RMC

Intermarché: un référendum pour priver les employés de vacances d'été

-

- - -

C'est une photo du document publiée ce samedi sur les réseaux sociaux qui a tout déclenché. Sur une page, ce patron d'Intermarché tente de convaincre ses employés de renoncer à leurs vacances d'été. Face au tollé provoqué, la direction a fini par rectifier le tir.

Supprimer les vacances d'été à ses salariés par... référendum.
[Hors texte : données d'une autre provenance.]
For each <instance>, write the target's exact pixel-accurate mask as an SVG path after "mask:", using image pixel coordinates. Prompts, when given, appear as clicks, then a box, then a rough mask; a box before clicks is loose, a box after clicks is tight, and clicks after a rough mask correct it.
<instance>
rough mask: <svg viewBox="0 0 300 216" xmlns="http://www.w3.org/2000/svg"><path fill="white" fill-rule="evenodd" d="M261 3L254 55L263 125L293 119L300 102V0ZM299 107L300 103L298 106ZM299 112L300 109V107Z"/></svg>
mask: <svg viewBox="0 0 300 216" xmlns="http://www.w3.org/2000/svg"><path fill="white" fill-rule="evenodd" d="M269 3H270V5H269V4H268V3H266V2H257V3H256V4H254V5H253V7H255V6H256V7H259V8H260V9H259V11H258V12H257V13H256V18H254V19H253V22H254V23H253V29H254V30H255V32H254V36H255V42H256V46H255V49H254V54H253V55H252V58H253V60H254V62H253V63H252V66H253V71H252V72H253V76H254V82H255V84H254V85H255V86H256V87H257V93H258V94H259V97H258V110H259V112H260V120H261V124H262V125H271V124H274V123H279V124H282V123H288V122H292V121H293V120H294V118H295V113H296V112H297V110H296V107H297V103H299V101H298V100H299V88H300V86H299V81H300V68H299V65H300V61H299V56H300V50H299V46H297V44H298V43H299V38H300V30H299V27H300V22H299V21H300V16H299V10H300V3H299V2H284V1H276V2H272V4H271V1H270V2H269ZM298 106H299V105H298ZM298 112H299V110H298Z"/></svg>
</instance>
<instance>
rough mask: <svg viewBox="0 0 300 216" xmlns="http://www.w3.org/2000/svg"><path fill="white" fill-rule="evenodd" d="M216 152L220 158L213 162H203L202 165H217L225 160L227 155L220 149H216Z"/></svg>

C'est l'idée d'un patron d'Intermarché à Villemagne-L'Argentière dans l'Hérault.

Un référendum pour "faire progresser l'entreprise"

Le directeur du centre commercial avait lancé un vote au début du mois pour que ses salariés ne posent plus de congés en juillet et en août. Un vote, sur feuille, où les salariés devaient valider ou non la suppression de leurs congés payés sur ces deux mois d'été. Et devait ensuite signer avec nom et prénom.

Ce référendum, débuté le 31 juillet dernier devait se clôturer à la fin du mois de septembre. Au motif de ''faire progresser l'entreprise''.

Non respect des conditions de confidentialité

Problème: ce vote n'est pas anonyme, "car nous devons tous assumer nos décisions" écrit-il. Alertée par le procédé illégal, la direction du groupe, qui d'ordinaire n'intervient pas dans la gestion de ses magasins, décide de réagir.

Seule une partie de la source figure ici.